Nesta segunda-feira (2/6), o ministro Alexandre Silveira, de Minas e Energia, apresentou ao presidente Lula um plano engenhoso para superar o impasse do aumento do IOF no Congresso e criar uma receita extraordinária a partir da exploração de petróleo. Com a proposta, estima-se arrecadar R$ 35 bilhões até 2026. Uma vitória tática, que revela a capacidade do governo de encontrar soluções criativas para resistências políticas imediatas.
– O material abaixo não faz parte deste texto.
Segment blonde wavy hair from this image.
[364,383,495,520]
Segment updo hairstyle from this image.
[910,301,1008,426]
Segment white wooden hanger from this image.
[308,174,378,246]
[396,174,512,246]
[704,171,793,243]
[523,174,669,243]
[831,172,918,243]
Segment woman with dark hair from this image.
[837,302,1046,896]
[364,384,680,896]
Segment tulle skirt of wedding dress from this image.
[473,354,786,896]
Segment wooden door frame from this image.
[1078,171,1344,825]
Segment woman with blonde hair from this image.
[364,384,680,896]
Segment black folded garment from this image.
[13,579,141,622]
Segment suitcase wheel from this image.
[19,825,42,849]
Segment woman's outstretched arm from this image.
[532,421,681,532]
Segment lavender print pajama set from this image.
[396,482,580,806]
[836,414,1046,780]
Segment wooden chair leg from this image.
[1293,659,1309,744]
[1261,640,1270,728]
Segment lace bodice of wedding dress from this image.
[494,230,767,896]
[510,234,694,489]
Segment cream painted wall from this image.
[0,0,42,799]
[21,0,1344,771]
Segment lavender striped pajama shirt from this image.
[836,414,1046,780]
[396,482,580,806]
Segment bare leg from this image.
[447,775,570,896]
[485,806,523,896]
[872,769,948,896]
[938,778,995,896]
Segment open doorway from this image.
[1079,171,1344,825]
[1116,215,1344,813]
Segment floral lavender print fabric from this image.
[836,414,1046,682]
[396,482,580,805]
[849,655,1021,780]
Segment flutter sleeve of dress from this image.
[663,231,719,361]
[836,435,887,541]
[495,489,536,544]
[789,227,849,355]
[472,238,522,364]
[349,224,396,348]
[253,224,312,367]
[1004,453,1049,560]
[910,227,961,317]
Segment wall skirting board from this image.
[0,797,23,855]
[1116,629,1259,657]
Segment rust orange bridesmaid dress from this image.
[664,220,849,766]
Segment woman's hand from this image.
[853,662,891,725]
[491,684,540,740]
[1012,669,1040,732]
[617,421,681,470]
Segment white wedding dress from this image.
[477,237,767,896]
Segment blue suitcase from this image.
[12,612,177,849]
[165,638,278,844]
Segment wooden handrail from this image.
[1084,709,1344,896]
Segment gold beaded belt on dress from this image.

Mas também escancara um limite estratégico: não há ajuste fiscal sustentável enquanto o Brasil carregar a âncora de uma política monetária suicida, que drena quase R$ 1 trilhão por ano dos cofres públicos em pagamento de juros da dívida.
A tentativa do ministro da Fazenda, Fernando Haddad, de construir um pacto de responsabilidade fiscal é louvável, mas sua agenda esbarra num muro de concreto: a resistência do Congresso Nacional a novos impostos, como se viu no caso da IOF, e a Selic em 14,75% ao ano, que sozinha explica quase todo o déficit nominal do setor público. Em 12 meses, até fevereiro de 2025, o Brasil gastou R$ 923,9 bilhões com juros — 7,78% do PIB — contra um déficit primário de apenas R$ 15,9 bilhões. Ou seja: o Brasil não gasta demais com saúde, educação ou previdência. O Brasil paga demais aos rentistas.
É aqui que a fala do presidente do Banco Central, Gabriel Galípolo, ganha contornos dramáticos. Ao dizer que o país precisa de “estômago de crododilo e queixo de pedra” para suportar esse ciclo de juros altos, ele propõe resiliência estoica de quem vive da produção e do trabalho — enquanto o Banco Central oferece mel aos rentistas, que seguem se banqueteando com títulos públicos que pagam um dos maiores juros reais do mundo.
Ainda que a chegada de Galípolo represente uma guinada importante no comando do Banco Central, seu discurso revela o quanto a autoridade monetária ainda está capturada por uma ortodoxia paralisante. A justificativa é sempre a mesma: a necessidade de “âncoras fiscais e monetárias” para manter as expectativas de inflação sob controle. Mas o que realmente se ancora com juros de 14,75% ao ano é a inércia de um sistema que transfere renda de forma brutal do Estado — e, portanto, da sociedade — para uma elite rentista.
A manutenção dessa taxa desproporcional cria uma casta parasitária que se acostumou a viver de rendimentos sem risco, sem trabalho e sem produção. Não se trata de meritocracia ou de livre mercado. Trata-se de um dos mais perversos sistemas de extração de riqueza já montados em um país periférico. E o pior: sob o pretexto de “prudência”, essa política limita o potencial de crescimento econômico e restringe o investimento público e privado.
O plano de Silveira, ao explorar as riquezas do petróleo nacional para gerar receita, é válido, mas também insuficiente. Gera alívio momentâneo, mas não resolve o desequilíbrio estrutural. O mesmo vale para o esforço permanente de Haddad em domar o Orçamento. Enquanto o Estado for forçado a sacrificar gastos produtivos para remunerar capital ocioso, qualquer ajuste será equivalente a enxugar gelo.
O que se espera do governo Lula, neste ou no próximo mandato, é coragem política para desmontar a armadilha dos juros abusivos. Mais do que articular mudanças pontuais em tributos ou buscar receitas não recorrentes, é preciso recolocar o debate sobre a política monetária no centro do projeto nacional. Em algum momento, o governo Lula terá que demonstrar disposição política para romper esta armadilha. E, para isso, mais do que “queixo de pedra”, será preciso enfrentar a financeirização da economia brasileira.